Names can indicate the role that the owner would wish their dog to play such as Blossom, Precious, Rebel and Tinker.  By the same token, owners that want their dogs to appear aggressive might choose ‘hard’ names such as Spike, Satan and Rambo.  I am willing to bet that most vets would tremble at the sound of a ‘Tyson’ being called into his consultation room!

When picking your puppy’s name, it is always a good idea to try calling it out loud first. Somehow a name with two syllables such as Fido or Digger has a much more enticing sound when teaching recall than a monosyllabic moniker.  But more than two syllables can be trying too.  Once I had a Majorcan friend whose regular boast was that he “was the first man on points at the Lido (in Paris)”.  Twice a year he would take care of a friend’s little mongrel with the name, 'Meecham Peacham Minnie Woots' and he would insist in calling for this dog in a loud, shrill voice in the middle of Kensington Gardens.....in his words “Imaageeeen!”

Once I heard a dog trainer recommend that one should always chose a name with a hard consonant at the beginning such as a T or a D, because he believed it had more impact when training.  This may be well and good but it was nearly my downfall one December afternoon some years back.  I was visiting friends in Hastings and for some reason or other did not have a car with me, which was just as well as it snowed heavily during the night and the next day, when I was due to depart, there was about a foot of snow on the ground.   Earlier in the year I had had an unfortunate accident when I lost my front teeth and I was wearing a temporary plate until I could afford the bridgework.

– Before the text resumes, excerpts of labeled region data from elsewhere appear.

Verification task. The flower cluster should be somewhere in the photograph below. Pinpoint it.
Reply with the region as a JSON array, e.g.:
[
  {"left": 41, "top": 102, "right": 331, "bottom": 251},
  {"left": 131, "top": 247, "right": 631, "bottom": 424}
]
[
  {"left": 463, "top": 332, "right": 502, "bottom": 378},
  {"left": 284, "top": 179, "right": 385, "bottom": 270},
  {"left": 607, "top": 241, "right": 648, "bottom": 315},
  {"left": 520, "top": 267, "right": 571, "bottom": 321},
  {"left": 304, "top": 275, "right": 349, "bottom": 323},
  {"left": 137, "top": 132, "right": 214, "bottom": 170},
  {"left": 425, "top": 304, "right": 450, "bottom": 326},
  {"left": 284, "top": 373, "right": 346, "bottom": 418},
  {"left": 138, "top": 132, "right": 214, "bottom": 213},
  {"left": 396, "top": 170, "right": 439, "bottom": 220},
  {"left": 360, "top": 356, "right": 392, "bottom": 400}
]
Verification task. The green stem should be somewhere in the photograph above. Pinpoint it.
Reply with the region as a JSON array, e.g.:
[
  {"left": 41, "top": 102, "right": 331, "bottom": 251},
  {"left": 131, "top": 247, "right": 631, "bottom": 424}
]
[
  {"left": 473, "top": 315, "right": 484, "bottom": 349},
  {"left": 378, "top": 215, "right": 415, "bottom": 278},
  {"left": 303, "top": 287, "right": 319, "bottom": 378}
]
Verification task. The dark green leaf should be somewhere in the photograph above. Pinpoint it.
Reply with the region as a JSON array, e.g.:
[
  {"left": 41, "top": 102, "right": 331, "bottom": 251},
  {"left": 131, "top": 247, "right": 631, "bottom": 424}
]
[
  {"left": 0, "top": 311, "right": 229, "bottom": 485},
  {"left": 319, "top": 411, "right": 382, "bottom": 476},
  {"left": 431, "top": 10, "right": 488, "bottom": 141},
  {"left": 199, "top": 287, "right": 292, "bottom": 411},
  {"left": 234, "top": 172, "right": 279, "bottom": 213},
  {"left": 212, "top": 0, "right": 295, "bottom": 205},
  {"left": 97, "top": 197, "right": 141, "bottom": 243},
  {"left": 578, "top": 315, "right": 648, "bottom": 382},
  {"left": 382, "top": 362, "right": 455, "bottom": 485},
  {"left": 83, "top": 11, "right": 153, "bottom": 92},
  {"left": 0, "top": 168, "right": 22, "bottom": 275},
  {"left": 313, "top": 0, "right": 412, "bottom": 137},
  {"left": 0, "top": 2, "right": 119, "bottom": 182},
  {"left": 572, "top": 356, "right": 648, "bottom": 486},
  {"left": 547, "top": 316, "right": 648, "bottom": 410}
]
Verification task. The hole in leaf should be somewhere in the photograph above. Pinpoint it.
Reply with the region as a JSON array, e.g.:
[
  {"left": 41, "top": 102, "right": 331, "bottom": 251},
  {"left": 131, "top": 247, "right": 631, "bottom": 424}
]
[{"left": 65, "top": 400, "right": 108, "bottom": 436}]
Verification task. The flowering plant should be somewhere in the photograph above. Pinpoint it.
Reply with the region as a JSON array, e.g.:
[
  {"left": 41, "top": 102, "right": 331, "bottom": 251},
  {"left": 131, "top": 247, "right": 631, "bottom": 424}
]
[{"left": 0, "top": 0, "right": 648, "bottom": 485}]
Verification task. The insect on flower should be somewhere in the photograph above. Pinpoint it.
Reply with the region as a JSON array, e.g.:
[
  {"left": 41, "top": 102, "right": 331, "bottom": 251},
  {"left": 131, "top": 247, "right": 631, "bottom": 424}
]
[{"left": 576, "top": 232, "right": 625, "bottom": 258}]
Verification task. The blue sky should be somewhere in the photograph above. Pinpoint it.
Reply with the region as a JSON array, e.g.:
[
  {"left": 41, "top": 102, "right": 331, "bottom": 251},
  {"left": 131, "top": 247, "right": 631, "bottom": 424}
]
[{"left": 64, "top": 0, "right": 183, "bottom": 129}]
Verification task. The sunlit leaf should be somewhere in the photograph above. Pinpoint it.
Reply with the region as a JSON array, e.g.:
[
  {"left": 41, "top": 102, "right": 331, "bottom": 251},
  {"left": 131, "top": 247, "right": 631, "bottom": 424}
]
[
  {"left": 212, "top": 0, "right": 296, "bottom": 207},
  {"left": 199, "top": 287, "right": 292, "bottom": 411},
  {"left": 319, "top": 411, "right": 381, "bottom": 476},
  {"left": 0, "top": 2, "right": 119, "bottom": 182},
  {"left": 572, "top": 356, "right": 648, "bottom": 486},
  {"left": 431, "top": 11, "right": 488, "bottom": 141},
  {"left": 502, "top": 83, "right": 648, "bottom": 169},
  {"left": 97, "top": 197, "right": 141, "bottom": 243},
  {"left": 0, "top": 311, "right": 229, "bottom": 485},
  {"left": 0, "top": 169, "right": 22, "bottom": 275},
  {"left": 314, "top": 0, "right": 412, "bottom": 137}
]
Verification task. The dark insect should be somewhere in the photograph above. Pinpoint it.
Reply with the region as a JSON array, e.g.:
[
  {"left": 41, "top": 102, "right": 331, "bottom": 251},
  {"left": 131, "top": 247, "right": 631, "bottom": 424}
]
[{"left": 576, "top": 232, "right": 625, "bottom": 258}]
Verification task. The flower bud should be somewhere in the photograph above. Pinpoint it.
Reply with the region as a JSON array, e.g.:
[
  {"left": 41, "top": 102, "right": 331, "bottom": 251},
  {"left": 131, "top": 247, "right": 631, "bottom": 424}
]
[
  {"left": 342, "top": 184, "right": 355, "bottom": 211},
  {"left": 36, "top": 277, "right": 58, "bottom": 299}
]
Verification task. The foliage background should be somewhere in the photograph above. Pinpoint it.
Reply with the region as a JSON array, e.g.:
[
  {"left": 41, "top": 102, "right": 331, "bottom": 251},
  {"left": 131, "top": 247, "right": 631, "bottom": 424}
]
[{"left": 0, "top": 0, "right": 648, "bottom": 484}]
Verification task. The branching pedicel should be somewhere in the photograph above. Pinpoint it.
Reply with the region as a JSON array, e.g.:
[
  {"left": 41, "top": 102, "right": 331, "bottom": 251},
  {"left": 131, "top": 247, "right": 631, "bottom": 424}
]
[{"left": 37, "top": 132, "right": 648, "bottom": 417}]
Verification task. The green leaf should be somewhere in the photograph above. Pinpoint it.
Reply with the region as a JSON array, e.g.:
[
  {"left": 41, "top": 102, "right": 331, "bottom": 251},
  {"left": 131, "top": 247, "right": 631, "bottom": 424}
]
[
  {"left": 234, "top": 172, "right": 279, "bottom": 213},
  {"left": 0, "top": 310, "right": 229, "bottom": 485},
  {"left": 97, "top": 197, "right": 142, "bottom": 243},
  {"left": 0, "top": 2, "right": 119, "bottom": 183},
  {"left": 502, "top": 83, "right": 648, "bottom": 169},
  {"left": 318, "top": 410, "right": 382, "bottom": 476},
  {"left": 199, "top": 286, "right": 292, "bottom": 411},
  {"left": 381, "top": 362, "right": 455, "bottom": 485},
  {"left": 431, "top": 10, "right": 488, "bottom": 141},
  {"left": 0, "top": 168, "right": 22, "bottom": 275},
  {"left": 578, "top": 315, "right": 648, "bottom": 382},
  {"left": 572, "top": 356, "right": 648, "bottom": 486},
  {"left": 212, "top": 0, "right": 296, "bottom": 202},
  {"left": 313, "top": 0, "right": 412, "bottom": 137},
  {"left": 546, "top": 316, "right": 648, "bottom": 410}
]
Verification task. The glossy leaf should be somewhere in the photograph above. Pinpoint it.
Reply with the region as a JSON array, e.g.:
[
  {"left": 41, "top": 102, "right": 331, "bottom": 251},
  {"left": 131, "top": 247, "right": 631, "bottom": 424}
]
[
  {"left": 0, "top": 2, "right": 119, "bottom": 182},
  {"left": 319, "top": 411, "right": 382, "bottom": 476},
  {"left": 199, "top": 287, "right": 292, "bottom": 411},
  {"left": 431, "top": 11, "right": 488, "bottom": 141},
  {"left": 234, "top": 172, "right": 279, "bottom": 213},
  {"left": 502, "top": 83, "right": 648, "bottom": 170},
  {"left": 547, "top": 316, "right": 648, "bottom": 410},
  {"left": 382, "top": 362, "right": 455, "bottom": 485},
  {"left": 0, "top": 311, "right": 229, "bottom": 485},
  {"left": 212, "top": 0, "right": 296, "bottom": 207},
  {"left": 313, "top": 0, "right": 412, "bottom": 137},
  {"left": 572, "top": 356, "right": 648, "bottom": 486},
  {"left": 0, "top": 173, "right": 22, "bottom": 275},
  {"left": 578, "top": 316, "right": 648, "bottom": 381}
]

I was then in my twenties with all the arrogance of a reasonably attractive young woman. My German shepherd was walking with me and she was off the lead as we slid down a steep hill to the station.  To a dog, there was no way of knowing where the road was and I saw her run out to the middle of where it roughly should have been.  I had visions of a car swinging around the corner and being unable to brake in the ice so I shouted, “Tasha!” putting great emphasis on the T.  My front teeth shot out and disappeared into the snow.  I spent a frantic half an hour sifting through the flakes until I found them again.  Think of my humiliation if I had had to travel back to London on the train without them!

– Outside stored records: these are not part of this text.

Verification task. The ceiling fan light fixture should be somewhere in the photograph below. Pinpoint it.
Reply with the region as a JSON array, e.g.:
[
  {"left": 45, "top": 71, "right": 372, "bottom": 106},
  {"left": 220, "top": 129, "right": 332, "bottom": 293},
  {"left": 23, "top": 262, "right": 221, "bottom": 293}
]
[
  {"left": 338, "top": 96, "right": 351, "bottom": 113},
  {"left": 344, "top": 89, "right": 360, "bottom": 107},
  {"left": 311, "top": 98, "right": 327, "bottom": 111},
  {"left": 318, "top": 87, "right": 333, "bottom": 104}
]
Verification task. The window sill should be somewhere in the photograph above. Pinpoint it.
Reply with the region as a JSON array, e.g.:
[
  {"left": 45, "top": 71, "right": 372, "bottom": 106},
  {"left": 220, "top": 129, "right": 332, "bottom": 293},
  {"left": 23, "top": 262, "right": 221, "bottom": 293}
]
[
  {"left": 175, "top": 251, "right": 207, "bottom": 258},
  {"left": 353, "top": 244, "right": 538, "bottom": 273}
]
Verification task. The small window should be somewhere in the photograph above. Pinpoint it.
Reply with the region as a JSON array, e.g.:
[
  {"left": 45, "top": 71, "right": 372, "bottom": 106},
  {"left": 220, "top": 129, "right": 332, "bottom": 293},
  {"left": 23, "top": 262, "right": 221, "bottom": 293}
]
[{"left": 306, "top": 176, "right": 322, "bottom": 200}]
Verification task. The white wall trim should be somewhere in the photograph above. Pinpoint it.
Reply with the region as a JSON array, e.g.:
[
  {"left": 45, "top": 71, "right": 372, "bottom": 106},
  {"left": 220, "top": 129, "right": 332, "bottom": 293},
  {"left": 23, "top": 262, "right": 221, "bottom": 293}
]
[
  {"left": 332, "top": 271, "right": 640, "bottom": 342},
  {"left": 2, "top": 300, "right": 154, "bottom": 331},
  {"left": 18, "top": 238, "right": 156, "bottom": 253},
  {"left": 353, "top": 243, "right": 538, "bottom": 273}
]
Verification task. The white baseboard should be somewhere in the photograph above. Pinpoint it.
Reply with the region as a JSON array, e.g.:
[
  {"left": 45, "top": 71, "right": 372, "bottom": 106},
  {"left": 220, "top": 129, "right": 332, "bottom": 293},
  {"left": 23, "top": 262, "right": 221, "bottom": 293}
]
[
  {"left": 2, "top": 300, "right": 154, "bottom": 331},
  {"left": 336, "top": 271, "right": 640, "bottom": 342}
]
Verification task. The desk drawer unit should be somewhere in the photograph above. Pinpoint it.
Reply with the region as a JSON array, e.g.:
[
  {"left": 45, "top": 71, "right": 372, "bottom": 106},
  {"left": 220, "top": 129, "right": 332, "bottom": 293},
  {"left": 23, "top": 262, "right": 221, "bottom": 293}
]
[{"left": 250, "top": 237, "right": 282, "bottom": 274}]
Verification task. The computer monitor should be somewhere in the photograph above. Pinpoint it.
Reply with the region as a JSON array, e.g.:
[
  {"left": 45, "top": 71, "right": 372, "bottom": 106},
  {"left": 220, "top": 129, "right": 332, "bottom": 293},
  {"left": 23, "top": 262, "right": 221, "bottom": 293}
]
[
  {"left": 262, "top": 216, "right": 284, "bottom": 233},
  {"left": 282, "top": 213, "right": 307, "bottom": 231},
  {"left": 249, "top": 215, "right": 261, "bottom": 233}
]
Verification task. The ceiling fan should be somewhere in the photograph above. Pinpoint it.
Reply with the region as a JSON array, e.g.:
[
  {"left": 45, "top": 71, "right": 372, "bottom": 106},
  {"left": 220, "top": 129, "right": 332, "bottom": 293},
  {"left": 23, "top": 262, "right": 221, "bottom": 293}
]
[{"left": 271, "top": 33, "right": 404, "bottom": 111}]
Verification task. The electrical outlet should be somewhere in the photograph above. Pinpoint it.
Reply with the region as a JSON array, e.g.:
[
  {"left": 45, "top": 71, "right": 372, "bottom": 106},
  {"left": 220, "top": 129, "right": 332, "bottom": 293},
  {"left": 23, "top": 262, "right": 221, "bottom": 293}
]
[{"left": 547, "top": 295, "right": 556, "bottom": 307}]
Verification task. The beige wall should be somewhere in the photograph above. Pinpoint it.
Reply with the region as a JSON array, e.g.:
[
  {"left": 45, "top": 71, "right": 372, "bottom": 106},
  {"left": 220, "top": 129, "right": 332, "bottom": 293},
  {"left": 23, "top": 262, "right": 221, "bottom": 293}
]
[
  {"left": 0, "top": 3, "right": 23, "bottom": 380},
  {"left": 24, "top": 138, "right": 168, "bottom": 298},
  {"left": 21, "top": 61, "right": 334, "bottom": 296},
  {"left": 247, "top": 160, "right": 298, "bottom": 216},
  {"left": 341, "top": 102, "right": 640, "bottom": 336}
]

Older but wiser, I now own a dog whose name begins with B.  Still a hard consonant but a safer one as the teeth remain strongly guarded by the lips, however, I have been criticised for calling my current shepherd Berkeley.  When she was a cute fluffy puppy, people would say,

“And what do you call her?” 

“Berkeley.” I would reply.

“Barclay! What a horrid name for a dog!” or, “How can you call a female dog, Barclay?”
 
I had never thought that either Berkeley or Barclay was a male or female.  It is true that the only human I have heard called by that name was male, but on the whole I see it as being fairly androgynous, so my stock reply is,

“Do you find it strange to call me Andi?”  

If only my critics would wait and hear the real reason for me calling my dog Berkeley, then they might even think that the name is romantic.

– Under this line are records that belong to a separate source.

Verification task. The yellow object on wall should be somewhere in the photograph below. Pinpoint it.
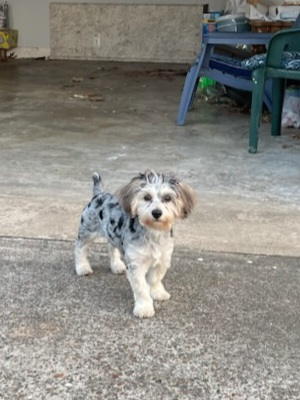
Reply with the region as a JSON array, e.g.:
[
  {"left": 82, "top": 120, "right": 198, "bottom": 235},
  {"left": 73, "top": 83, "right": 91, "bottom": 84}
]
[{"left": 0, "top": 29, "right": 18, "bottom": 50}]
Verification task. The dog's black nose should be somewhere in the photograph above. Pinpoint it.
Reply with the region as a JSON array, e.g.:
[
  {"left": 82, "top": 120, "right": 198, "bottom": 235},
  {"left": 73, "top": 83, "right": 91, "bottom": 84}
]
[{"left": 152, "top": 208, "right": 162, "bottom": 219}]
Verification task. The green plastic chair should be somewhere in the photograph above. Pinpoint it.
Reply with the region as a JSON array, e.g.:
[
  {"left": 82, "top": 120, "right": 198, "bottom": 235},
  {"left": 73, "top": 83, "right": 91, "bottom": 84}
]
[{"left": 249, "top": 28, "right": 300, "bottom": 153}]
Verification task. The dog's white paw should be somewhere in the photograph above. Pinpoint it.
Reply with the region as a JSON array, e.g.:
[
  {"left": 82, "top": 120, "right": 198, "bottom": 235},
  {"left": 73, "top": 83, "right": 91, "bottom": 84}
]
[
  {"left": 133, "top": 302, "right": 155, "bottom": 318},
  {"left": 110, "top": 260, "right": 126, "bottom": 274},
  {"left": 76, "top": 262, "right": 93, "bottom": 276},
  {"left": 150, "top": 285, "right": 171, "bottom": 301}
]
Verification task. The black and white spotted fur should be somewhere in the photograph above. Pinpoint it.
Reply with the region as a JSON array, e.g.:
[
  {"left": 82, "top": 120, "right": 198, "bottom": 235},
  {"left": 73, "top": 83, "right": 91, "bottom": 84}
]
[{"left": 75, "top": 170, "right": 195, "bottom": 317}]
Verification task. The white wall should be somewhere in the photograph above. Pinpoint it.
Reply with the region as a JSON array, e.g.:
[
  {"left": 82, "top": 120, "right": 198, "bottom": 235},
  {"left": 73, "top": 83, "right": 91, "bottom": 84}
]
[{"left": 8, "top": 0, "right": 226, "bottom": 57}]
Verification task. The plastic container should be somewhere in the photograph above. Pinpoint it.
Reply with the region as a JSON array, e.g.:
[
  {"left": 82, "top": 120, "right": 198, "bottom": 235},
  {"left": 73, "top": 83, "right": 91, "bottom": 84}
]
[{"left": 216, "top": 14, "right": 250, "bottom": 32}]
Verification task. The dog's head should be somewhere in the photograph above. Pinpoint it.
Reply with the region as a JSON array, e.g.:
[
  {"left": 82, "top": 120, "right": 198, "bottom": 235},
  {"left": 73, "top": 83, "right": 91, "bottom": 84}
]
[{"left": 119, "top": 170, "right": 196, "bottom": 231}]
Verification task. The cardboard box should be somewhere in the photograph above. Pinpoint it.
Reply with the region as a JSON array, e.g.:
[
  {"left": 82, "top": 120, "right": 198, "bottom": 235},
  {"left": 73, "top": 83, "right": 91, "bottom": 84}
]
[
  {"left": 269, "top": 5, "right": 300, "bottom": 19},
  {"left": 245, "top": 3, "right": 269, "bottom": 19},
  {"left": 202, "top": 11, "right": 223, "bottom": 35},
  {"left": 0, "top": 29, "right": 18, "bottom": 50}
]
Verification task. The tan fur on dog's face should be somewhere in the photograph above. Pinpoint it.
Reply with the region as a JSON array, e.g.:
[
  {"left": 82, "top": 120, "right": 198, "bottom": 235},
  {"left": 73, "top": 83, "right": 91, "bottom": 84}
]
[{"left": 119, "top": 170, "right": 196, "bottom": 231}]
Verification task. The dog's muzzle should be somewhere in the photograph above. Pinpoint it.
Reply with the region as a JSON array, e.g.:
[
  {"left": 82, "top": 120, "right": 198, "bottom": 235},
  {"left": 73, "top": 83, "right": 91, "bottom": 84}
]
[{"left": 152, "top": 208, "right": 162, "bottom": 219}]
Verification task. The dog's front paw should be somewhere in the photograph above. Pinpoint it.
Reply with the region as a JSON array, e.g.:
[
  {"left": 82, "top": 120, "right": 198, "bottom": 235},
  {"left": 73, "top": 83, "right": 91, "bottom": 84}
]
[
  {"left": 110, "top": 260, "right": 126, "bottom": 274},
  {"left": 76, "top": 262, "right": 93, "bottom": 276},
  {"left": 150, "top": 284, "right": 171, "bottom": 301},
  {"left": 133, "top": 301, "right": 155, "bottom": 318}
]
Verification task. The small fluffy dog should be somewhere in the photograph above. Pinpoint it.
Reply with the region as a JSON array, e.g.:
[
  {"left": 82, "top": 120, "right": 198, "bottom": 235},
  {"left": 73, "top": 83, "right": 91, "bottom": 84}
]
[{"left": 75, "top": 170, "right": 195, "bottom": 318}]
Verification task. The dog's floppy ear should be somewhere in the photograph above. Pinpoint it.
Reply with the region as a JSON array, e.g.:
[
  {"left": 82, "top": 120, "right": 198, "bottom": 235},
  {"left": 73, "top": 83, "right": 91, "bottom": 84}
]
[
  {"left": 117, "top": 174, "right": 145, "bottom": 217},
  {"left": 171, "top": 178, "right": 196, "bottom": 219}
]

During the war my father lived with his mother in a flat in Wanstead and a young woman called Brenda lived above.  My father played the piano by ear and being aware that sound travelled through to the other flat, he attempted to woo the young lady with a song entitled “The Nightingale Sang in Berkeley Square.”   His method of ‘courting’ must have worked as Brenda became my mother.  Many years later, I was to work on a show called “Three Men On A Horse” at the Vaudeville Theatre.  During the scene drop and interval a jazz band would play songs of the ‘Thirties and Forties”.  One day, one of the band members asked me if I had any requests, so I put forward ‘the Nightingale Sang in Berkeley Square’.  What a strange coincidence that the leading man of the show became my husband!

Naturally, any name you call your dog is entirely up to you but I suggest you always think twice before finalising your decision.  Will you still be a fan of Micha in a decade’s time?  Will your allegiances remain with the liberal party if you call your dog Clegg?  Do you really want to stand in the park shouting for Jerwood?